The invention described herein, if patented, may be manufactured and used by or for the Government for governmental purposes, without the payment to me of any royalty thereon.
The invention described herein relates to a process for removing tetraethyl lead from leaded gasoline, and more particularly to a process in which the leaded gasoline is treated with a reagent capable of precipitating out the tetraethyl lead and the precipitate then settled out by treatment with a basic adsorbent or absorbent compound such as an amine-treated charcoal.
Because of the fact that most of the internal combustion engines in use today are of the highcompression type and operate more efficiently on fuel of high-octane rating, the base stock of most fuels is treated with tetraethyl lead compounds to increase the octane rating of the fuel. However, certain apparatus of the type used by the Armed Forces in the field and by farmers and others, such as low-compression engines, gasoline lanterns and gasoline stoves, does not operate satisfactorily with leaded gasoline because lead deposits are formed on such vital parts as valves and burner tips. In many cases, unleaded fuel is not readily available to those having need of it, so that a method of quickly and inexpensively deleading leaded gasoline is desirable.
Heretofore, several methods have been devised for deleading leaded gasoline, but it has been found that in actual practice these methods do not produce results as satisfactory as desired because they require too much time, they increase the gum content of the gasoline to an undesirable extent, they remove the dye from the gasoline but very little of the tetraethyl lead, the volume of treating agent required relative to the volume of gasoline deleaded is so large that the methods are impracticable or the gasoline is left with acid constituents or other undesirable constituents.

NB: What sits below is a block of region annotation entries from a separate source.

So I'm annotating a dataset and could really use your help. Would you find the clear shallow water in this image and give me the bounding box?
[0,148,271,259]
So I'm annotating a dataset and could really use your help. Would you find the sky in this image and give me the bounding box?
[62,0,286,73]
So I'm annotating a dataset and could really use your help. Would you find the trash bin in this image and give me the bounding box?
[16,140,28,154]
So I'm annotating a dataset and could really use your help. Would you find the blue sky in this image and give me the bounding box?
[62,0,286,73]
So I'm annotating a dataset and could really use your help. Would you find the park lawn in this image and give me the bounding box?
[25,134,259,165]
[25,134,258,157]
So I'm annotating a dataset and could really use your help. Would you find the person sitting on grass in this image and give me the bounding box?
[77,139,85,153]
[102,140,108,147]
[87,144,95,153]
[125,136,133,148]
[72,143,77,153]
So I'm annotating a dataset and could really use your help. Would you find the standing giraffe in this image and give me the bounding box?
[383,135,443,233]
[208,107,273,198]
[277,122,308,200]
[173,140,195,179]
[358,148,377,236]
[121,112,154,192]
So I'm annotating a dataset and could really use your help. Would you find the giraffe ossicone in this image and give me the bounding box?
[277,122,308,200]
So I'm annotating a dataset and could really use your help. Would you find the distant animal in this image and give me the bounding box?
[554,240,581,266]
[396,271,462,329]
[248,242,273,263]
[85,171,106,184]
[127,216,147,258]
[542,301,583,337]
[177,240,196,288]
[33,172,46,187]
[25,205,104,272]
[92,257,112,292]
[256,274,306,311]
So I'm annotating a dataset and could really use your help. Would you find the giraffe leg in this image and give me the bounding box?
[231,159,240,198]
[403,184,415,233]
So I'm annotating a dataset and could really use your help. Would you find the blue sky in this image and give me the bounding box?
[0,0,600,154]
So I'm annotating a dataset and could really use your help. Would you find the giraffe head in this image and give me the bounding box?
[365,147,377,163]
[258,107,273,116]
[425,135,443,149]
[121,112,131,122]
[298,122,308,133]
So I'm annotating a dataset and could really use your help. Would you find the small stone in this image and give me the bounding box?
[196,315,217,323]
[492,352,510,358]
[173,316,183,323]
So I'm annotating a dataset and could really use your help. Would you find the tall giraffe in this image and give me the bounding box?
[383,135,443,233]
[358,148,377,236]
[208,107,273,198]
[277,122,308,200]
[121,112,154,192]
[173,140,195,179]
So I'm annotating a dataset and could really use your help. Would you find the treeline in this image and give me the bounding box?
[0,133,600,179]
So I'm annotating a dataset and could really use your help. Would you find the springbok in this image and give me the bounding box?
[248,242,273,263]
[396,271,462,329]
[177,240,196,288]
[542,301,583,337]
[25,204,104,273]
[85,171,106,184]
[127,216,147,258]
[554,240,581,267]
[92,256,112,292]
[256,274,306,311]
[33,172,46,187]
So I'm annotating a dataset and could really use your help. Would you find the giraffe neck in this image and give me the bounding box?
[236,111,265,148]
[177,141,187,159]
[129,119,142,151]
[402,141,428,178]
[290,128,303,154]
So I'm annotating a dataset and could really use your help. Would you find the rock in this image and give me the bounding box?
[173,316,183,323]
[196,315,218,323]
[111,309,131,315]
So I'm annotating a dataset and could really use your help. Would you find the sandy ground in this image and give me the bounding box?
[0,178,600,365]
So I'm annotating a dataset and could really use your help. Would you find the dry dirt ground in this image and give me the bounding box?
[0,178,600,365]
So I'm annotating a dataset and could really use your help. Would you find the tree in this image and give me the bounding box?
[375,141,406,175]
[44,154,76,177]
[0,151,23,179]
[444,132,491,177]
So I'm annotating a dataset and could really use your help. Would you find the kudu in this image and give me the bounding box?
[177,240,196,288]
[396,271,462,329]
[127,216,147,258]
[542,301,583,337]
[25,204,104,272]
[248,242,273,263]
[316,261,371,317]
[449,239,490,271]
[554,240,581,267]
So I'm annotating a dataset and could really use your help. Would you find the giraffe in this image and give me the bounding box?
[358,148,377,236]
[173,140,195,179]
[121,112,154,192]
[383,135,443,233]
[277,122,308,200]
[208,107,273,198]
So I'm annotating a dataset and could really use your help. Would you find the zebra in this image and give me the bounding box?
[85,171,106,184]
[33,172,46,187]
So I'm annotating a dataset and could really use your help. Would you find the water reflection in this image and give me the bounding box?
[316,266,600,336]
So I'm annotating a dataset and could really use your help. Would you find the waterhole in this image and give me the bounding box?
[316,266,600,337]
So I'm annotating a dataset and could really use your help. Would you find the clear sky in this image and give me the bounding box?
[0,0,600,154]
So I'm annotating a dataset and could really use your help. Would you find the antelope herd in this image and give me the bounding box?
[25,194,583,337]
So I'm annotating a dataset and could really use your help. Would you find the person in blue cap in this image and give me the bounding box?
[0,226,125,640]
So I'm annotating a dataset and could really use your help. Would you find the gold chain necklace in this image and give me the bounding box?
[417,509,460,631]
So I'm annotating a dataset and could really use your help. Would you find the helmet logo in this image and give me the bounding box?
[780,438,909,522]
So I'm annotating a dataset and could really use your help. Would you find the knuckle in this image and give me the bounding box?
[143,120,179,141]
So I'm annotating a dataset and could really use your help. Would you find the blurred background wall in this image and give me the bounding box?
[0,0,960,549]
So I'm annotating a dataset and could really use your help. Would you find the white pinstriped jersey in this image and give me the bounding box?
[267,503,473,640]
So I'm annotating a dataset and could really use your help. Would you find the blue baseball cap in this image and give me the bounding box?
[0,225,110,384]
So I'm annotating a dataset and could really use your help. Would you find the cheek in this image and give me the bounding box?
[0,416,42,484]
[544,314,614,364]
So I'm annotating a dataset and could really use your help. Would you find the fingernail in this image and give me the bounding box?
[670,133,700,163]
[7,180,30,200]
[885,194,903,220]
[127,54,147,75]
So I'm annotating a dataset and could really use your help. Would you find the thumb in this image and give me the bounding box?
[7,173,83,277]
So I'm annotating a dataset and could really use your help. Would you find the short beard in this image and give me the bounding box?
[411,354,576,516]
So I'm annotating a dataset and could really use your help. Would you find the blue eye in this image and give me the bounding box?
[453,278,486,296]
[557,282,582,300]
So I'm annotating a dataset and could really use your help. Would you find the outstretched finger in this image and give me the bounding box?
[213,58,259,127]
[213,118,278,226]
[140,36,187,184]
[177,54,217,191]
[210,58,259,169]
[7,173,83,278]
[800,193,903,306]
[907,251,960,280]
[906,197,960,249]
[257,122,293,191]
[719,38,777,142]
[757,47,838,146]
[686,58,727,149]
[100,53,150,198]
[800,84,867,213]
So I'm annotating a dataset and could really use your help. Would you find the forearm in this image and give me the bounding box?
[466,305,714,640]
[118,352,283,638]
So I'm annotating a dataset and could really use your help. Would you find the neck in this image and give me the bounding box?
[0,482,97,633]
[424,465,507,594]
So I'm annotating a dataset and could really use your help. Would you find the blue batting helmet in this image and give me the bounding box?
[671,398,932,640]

In one of these methods a relatively small quantity of stannic chloride is mixed with the leaded gasoline. This reacts with the tetraethyl lead to form diethyllead dichloride and diethyltin dichloride which being insoluble in gasoline are precipitated. Any stannic chloride in excess of that required to precipitate out the lead is removed from the gasoline by adding Water in order to prevent polymerization of unsaturated hydrocarbons in the gasoline which would increase the gum content to an undesirable extent. Although this process accomplishes the removal of tetraethyl lead from gasoline in a fairly satisfactory manner it requires a good deal of time to complete a deleading operation and results in the waste of a rather large quantity of the gasoline being treated. In addition undesirable acid constituents remain in the deleaded gasoline after treatment.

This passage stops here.